Pruning is widely regarded as the challenge for cherries, and the healthy scars of secateurs past reveal his orchard is indeed very young for its tree size.
An oddity is the retention of some towering branches among the finely formed ‘wine glasses’ of about nine branches; but I’m convinced he knows what he’s doing.
(For those in the know, he ‘headed’ some longer branches three times before this year – whoa.)
Both halves of the orchard are looking healthy (he has not neglected the ‘control’ group), but the difference between them is noticeable: the Hydrorock trees have been watered just three times this growing season (this was late October) compared to 12 waterings for the control.
The treated ones are slightly taller.
Anthony points out the control group is also slightly water stressed.
“Look at that – they’ve been watered at the same time yesterday; and they are about to start wilting, but the other ones, well, I can’t get them to stress.”
“Because everything is so well-maintained, I can see there is more crop on the Hydrorock trees.
“The fruit is set much better and I can see there’s not as many duds.”
The orchard has seven sensors inserted to a depth of 1m in the soil and attached to an app which tells Anthony when to water again.
Soil tests are done twice a year by soil microbiologist and carbon farming specialist Paul Storer who is also heavily involved in the project.
Anthony said he intended to fertilise the trees this this year.
“So I sent my soil off to Paul and he said ‘no – don’t fertilise this year’.”
This saving is likely due to several nutrient practices: spraying the foliage with a microbe powder, planting the trees above Paul’s unique fertiliser and covering the surface with a mix of fertiliser and fibrous stone wool to hold it all together.
On top of that, he sows a sub-canopy of foliage cover – mainly grasses.
The fertiliser is based on natural minerals, and the beneficial microbes eat the fertiliser passing it onto the plant, thereby reducing the need for synthetic water-soluble fertilisers.
As the produce market moves towards sustainable and healthy products, Anthony thinks the timing is right to grow his fruit without chemicals and conventional fertiliser.
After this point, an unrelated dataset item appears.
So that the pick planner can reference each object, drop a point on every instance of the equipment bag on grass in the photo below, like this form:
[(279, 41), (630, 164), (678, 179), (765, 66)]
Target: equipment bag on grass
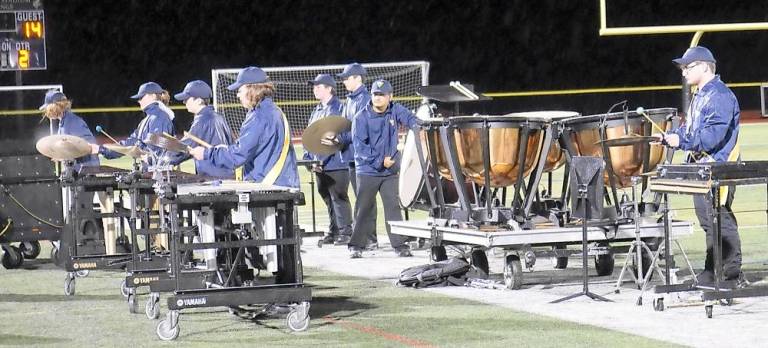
[(448, 272)]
By the third year the family is hoping to get between 5kg and 10kg of fruit per tree, which is far ahead of the typical time needed of five years, and his trees look like they will reach that target.
Out the back there is a 6ha ‘patch’ of sweet and hot chillies, watermelon and rock melon which the family grows commercially in addition to the orchard.
Who should be using all this sustainable technology?
“A small farmer who wants to produce the best quality fruit that can possibly been grown.”